June 9 (Bloomberg) -- Volkswagen AG and Porsche AG may be able to complete their planned integration after German officials ruled the deal wouldn’t face taxes, Wirtschaftswoche reported, without saying how it got the information.
Volkswagen cleared an important hurdle toward possibly buying the 50.1 percent of the 911 sports-car maker it doesn’t already own with the decision by tax authorities in the Baden-Wuerttemberg state, where Porsche is based, the German weekly said on its website today.
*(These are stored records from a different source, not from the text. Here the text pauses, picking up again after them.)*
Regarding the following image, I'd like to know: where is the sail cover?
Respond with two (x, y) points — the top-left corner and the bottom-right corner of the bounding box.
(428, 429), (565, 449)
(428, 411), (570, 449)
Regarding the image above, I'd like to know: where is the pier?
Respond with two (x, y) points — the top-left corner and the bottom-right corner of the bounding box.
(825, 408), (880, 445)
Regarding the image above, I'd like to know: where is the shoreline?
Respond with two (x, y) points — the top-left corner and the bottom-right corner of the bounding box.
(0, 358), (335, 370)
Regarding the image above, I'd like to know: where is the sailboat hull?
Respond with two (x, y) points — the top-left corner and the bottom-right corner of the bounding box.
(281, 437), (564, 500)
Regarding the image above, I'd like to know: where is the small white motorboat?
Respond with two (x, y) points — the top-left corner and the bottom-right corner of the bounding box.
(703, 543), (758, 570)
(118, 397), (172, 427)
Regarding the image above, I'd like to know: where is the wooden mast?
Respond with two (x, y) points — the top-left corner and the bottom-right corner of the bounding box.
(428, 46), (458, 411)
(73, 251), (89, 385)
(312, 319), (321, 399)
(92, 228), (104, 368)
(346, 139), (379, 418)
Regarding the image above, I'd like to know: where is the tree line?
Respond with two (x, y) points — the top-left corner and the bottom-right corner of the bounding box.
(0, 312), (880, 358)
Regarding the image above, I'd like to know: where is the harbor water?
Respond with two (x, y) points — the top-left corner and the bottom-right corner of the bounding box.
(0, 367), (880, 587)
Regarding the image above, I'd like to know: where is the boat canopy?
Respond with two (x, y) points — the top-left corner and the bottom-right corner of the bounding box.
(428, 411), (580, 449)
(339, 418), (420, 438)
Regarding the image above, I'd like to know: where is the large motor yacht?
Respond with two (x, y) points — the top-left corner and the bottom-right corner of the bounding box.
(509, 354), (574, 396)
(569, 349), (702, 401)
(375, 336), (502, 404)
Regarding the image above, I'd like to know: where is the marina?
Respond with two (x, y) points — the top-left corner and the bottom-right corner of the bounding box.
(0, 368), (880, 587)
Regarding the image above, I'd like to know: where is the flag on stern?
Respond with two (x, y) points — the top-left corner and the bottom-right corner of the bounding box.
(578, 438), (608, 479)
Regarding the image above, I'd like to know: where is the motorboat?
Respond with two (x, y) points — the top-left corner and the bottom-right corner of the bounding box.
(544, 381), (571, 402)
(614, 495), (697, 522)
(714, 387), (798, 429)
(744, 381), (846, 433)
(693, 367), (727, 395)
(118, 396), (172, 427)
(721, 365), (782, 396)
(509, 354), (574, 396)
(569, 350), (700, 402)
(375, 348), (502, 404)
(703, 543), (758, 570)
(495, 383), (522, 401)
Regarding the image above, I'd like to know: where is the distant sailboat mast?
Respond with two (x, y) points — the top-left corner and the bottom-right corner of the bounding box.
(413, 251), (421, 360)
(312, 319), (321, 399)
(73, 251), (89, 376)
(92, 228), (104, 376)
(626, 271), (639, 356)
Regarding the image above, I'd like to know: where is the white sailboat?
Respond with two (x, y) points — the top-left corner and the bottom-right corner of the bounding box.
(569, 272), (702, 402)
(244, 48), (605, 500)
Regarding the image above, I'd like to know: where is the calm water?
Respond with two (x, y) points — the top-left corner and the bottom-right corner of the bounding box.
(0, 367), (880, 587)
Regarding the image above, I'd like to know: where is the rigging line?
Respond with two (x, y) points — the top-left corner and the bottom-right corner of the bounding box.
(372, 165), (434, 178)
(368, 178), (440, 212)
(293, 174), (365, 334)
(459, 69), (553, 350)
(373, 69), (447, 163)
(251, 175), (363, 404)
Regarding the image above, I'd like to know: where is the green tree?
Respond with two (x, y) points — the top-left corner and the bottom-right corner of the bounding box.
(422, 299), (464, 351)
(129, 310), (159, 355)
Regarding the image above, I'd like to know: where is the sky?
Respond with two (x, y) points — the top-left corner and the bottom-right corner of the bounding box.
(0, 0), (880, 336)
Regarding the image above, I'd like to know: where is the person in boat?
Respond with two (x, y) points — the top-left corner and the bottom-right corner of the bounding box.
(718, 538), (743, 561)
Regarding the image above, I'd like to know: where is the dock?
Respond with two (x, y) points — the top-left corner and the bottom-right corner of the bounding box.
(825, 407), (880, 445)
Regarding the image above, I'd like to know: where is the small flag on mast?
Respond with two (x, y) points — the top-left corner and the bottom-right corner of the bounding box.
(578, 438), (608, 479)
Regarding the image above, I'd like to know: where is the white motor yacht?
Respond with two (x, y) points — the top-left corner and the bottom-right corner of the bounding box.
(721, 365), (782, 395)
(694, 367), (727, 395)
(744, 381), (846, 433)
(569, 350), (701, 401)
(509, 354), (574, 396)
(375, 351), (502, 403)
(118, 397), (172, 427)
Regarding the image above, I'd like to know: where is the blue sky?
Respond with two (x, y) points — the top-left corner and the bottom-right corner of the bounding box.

The plan involves VW transferring 4.5 billion euros ($5.6 billion) and one voting share to Porsche SE, Wirtschaftswoche said. Baden-Wuerttemberg officials ruled that because a share is changing hands, the transaction would be a company restructuring, not a sale, the report said.
It’s “quite plausible” that such a transaction wouldn’t be taxable, Frank Kupferschmidt, a spokesman for the Baden-Wuerttemberg Finance Ministry in Stuttgart, said by phone. He declined to comment on specifics of the case, citing the confidentiality of business transactions.
“We are examining the possibilities of an integration,” Wolfgang Glabus, a spokesman for Porsche SE, the holding company that controls both carmakers, said in a telephone interview. “That examination isn’t completed yet.” He declined to comment on specifics of the magazine report.
Marco Dalan, a Volkswagen spokesman, declined to comment on the report.
The two companies agreed to combine in 2009 after Porsche racked up more than 10 billion euros of debt in an unsuccessful attempt to take over Volkswagen. VW began exploring alternatives for an integration after scrapping plans last year to merge with the holding company because of legal tangles.